There is no contest in writes, and Jube response times are severely impacted. For example, reading Abstraction keys overall might take 3ms to 6ms, writing might be 17 ms, which is hard to defend in a real time system. Currently writes to the cache are made in the transaction flow, which is important, as serialisation across requests is required. Ideally all writes would be moved out to background threads performing bulk inserts, but this would not provide for the serialisation guarantees from transaction to transaction (consider a velocity rule made up of counts on the PostgreSQL cache). Turning asynchronous commit on allows some relief, but without moving to UNLOGGED tables (which attract their own problems) it still does not come close to write performance of desirable.

Redis will be implemented as an in memory database as follows.
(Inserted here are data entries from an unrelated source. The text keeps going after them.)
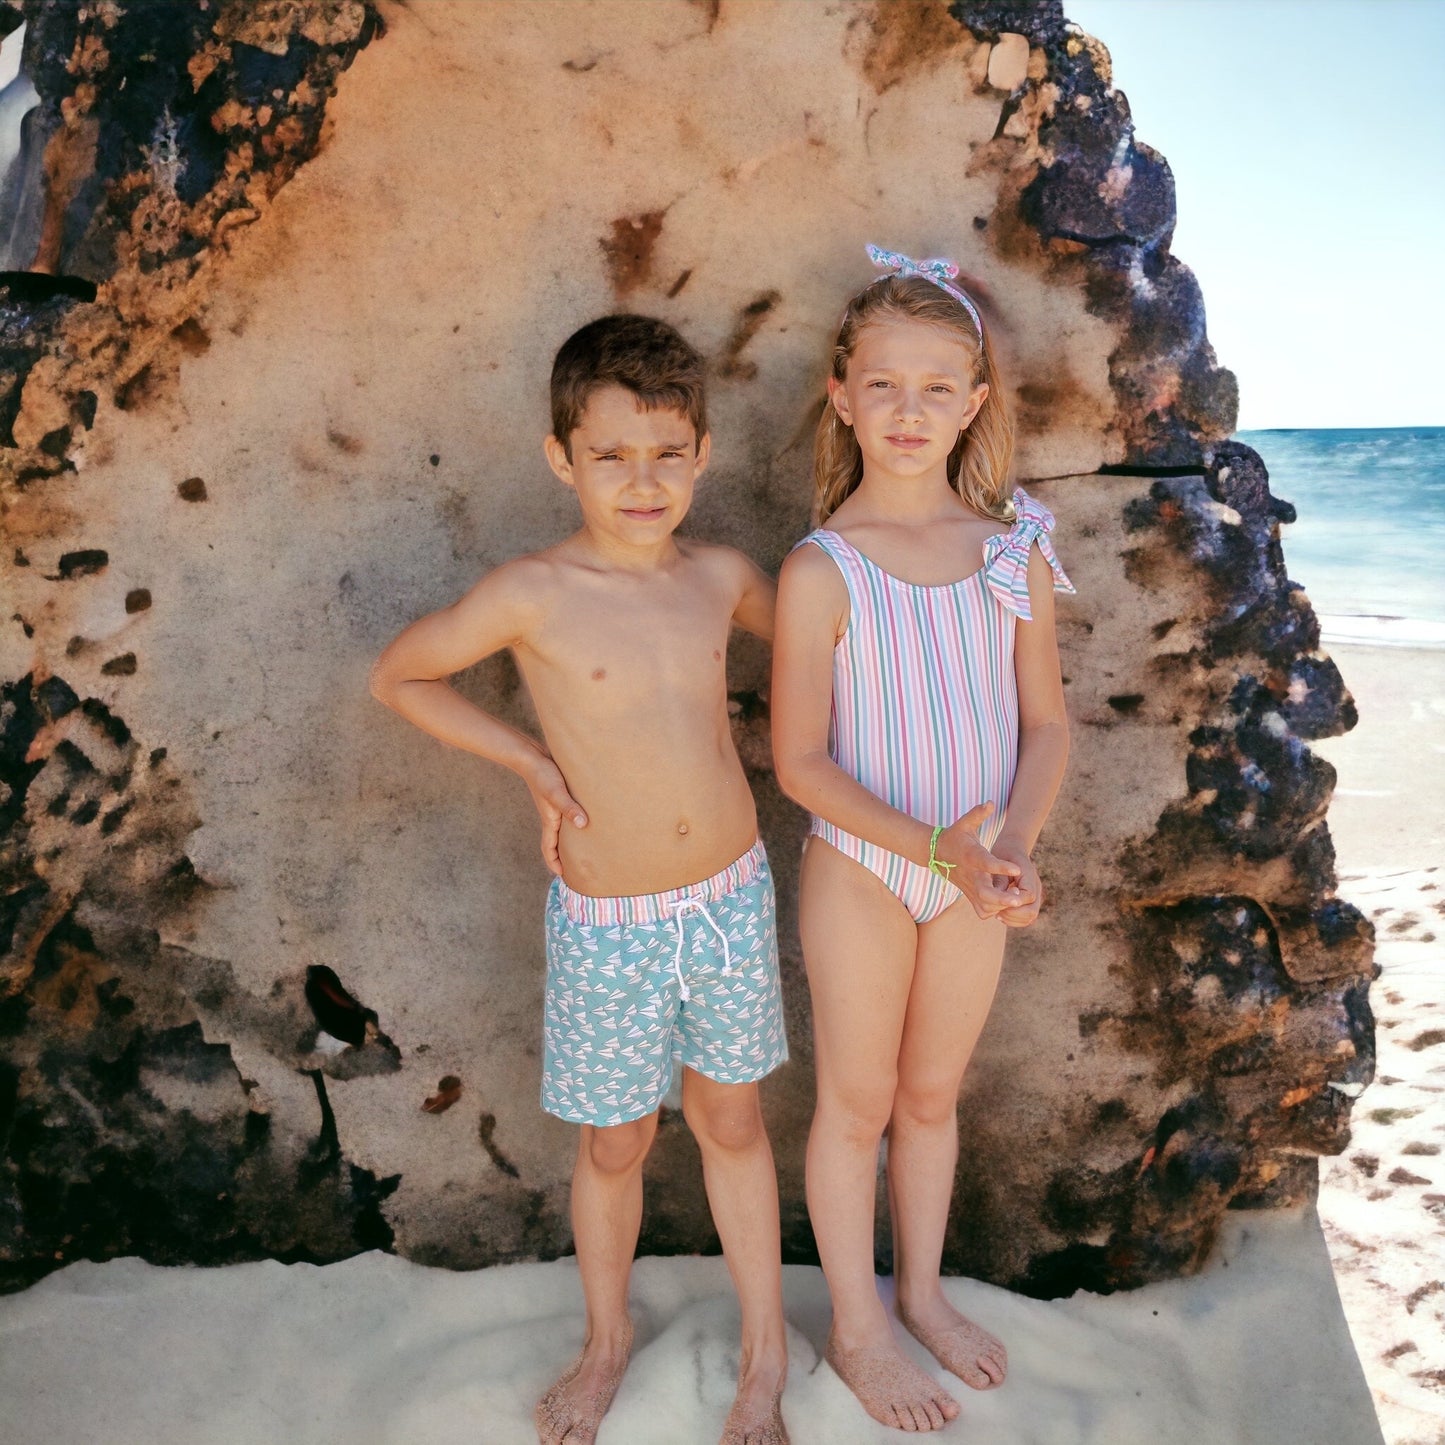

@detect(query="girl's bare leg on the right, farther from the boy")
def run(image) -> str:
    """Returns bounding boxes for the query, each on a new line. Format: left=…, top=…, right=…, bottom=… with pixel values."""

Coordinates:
left=889, top=900, right=1007, bottom=1390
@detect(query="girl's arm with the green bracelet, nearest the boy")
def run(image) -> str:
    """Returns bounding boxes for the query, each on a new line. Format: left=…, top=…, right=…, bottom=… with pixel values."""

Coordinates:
left=772, top=546, right=1022, bottom=918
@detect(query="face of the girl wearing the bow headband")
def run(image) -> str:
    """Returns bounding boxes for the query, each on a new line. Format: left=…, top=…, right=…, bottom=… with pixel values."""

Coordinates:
left=828, top=321, right=988, bottom=478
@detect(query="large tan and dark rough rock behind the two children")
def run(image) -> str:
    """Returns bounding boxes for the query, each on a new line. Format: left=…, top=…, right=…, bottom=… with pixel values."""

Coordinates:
left=0, top=0, right=1373, bottom=1295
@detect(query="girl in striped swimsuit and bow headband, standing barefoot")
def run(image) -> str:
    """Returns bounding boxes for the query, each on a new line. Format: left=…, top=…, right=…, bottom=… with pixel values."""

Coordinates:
left=773, top=246, right=1074, bottom=1431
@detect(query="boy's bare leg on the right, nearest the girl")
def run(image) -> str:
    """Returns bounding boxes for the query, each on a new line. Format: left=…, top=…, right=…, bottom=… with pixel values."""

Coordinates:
left=682, top=1069, right=788, bottom=1445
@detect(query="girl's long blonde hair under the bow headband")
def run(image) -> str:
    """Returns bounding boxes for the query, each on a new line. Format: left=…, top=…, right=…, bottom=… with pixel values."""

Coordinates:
left=814, top=276, right=1013, bottom=526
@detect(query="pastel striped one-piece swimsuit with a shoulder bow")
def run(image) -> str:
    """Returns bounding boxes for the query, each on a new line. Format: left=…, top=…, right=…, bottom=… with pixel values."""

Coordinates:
left=798, top=488, right=1074, bottom=923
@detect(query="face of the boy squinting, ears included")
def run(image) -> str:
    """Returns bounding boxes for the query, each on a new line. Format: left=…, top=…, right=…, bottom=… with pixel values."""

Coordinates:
left=546, top=386, right=709, bottom=546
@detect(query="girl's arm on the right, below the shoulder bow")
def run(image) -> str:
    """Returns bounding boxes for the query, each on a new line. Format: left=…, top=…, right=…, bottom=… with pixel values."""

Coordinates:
left=994, top=548, right=1069, bottom=928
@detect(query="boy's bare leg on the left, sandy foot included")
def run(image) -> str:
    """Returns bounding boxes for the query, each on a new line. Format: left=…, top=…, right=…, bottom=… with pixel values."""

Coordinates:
left=536, top=1113, right=657, bottom=1445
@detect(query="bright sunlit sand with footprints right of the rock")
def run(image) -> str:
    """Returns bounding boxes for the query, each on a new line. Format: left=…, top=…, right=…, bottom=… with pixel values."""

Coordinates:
left=1318, top=642, right=1445, bottom=1445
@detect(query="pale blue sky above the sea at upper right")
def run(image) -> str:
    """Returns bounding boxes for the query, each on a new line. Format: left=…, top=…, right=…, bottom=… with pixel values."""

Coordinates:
left=1064, top=0, right=1445, bottom=428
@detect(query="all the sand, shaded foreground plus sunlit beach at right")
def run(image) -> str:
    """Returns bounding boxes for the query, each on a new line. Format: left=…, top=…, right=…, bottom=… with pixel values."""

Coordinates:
left=8, top=646, right=1445, bottom=1445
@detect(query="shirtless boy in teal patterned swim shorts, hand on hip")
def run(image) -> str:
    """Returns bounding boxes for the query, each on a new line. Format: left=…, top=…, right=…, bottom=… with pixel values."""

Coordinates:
left=371, top=316, right=788, bottom=1445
In respect to the Abstraction cache:

In respect to TTL Counter:

In respect to cached Abstraction values:

The functionality will be optional and in the absence of a Redis cache being available, existing functionality will prevail.

Connection strings to Redis should be contained at the application level and fully support multiple endpoints such that FAILOVER can be invoked to resize Redis instances.

richard-churchman commented 7 months ago

31 has largely prepared for the development of this issue.

richard-churchman commented 7 months ago

To kick off the project the first step is to document the key names and patterns (may as well put this into markdown documentation). For example, for a payload entry:

KeyName:TenantId:EntityAnalysisModelId:Key:Value

Where in the Hash Key:

CreatedDateTimestamp:ReferenceDateTimestamp:EntityAnalysisModelInstanceEntryGuid:Bytes

So, selecting in an indexed manner might be:

Payload:1:1:AccountId:123456

And the HSET key has several helpful values such that the HSET can be itterated and filtered for the most common cases with going to the MessagePack byte array:

1713689193:1713689193:dc77732f-c211-435e-82eb-5211d2631105:690

The above values are promoted largely as there is subsequent filtering that will take place by iteration. Bytes are held so it is possible to iterate keys and identify tenants and models which are using the most space, which might be helpful if we ever get around to creating a cloud offer, in which case the Redis and Postgres overhead will need to be charged for.

For every Cache class in the application, start up creating such a key model.

It is supposed that the use of unix Timestamp will be more efficient given the amount of filtering based on date, but will test.